Watson wasn’t the only one to get things wrong, of course. Yet, despite others’ failings, tech experts continue to prophecise on the digital landscape of the future, with many marking 2020 as a year by which things will have changed. So, have any of these predictions come true?
The revolution will be automated
Fears that automatrons would take over jobs, society, and eventually the entire human race have existed for decades, helped along by media representations like The Terminator, RoboCop and iRobot. But as recently as 2006, Elon University noted that by the year 2020 “robots and artificial intelligence… will almost completely take over physical work.”
Similarly, futurologist Ian Pearson predicted in 2005 that it would be possible to make a “conscious computer with superhuman levels of intelligence before 2020”. He said, “it would definitely have emotions. If I’m on an aeroplane I want the computer to be more terrified of crashing than I am, so it does everything to stay in the air.”
Well, we’re here in 2020 and so far our planes have a distinct lack of emotion. Reflecting on his predictions, Pearson estimates that AI has progressed 35-40 per cent slower than expected. While we perhaps didn’t meet his timeline, the predictions that technology will displace human jobs are still coming thick and fast. We may have held back the robot revolution but – to paraphrase The Terminator himself – they’ll be back.
Fly me to the moon
In 2009, the co-founder of Space Adventures, Eric Anderson, said that “by 2020 you’ll have seen private citizens circumnavigate the moon”, while SpaceX founder, Elon Musk, said that there would be “serious plans to go to Mars with people.”

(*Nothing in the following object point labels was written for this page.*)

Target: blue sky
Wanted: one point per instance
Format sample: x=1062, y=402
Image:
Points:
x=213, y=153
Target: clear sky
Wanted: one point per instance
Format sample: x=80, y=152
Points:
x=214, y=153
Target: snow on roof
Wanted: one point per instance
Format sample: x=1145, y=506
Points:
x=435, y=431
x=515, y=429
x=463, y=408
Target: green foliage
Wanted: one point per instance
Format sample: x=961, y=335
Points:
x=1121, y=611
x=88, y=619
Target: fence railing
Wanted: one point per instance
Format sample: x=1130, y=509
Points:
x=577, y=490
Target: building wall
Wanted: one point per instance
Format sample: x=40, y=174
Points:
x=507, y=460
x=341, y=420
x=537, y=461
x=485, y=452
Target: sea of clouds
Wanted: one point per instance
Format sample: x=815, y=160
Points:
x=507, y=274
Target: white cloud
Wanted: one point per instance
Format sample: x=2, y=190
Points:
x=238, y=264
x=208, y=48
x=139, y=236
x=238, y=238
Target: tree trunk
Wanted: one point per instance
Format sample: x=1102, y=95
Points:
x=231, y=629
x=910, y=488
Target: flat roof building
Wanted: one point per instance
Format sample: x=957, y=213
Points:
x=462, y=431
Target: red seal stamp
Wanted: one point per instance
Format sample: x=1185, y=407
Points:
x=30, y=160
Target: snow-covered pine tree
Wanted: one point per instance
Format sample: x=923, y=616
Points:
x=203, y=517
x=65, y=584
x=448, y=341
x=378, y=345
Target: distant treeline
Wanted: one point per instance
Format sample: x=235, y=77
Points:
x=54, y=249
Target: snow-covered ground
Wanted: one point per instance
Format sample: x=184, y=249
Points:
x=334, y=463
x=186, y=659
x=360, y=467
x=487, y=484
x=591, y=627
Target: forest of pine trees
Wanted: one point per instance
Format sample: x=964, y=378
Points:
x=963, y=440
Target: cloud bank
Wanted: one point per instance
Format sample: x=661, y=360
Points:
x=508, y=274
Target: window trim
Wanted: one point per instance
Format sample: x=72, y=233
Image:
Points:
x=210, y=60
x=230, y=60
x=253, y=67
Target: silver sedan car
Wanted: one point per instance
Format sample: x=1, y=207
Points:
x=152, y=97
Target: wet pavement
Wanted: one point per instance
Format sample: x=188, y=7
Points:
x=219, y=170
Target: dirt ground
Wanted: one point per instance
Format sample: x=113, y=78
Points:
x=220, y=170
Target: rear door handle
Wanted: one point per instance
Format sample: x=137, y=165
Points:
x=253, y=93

Space tourism started to take-off during the last two decades, with some businesses, such as Virgin Galactic, actually selling tickets for the handsome fee of £200,000. This followed the very first space tourist, Dennis Tito, who paid $20 million to visit the International Space Station.
Still, “space” is a long way from the moon, and the moon is millions of miles from Mars. Recent reports predict that the first manned space flight to the red planet is unlikely to take place until the 2030s, so it may well be that we return to this article at the end of this decade.
Entrepreneurs in space tourism, however, are still optimistic that there will be private-citizen space travel in the next few years.
Beam me up, Scotty
Though it still seems a long way-off, technology expert, Michael J. O’Farrell, predicted that 2020 would be the dawn of the “nanomobility era” and that both teleportation and telepathy would be possible by now.
In his 2014 book, Shift 2020, O’Farrell claimed that teleportation would be “commonplace” by the year 2040. Although this seems more like science-fiction than reality, researchers in China have proved that teleportation is achievable – in 2017, a photon was teleported from the ground to a satellite orbiting more than 500km above. So, while we don’t yet have the available technology to teleport, it’s not outside the realms of possibility.
And that is a common theme running through these predictions; the theory is there, but the timing of the practical realisation of that theory is off. We don’t yet have personal instant travel to a far-off destination, weekends-away in space or robot butlers, but we do have proof of concept, billions of dollars of investment and assistant automatrons in the form of Alexa and Siri.
So, while it’s tempting to scoff at these past predictions which leave the experts slightly red-faced, it might still be the prophets who have the last laugh. In the case of these forecasts, the big question is not “if” but “when”.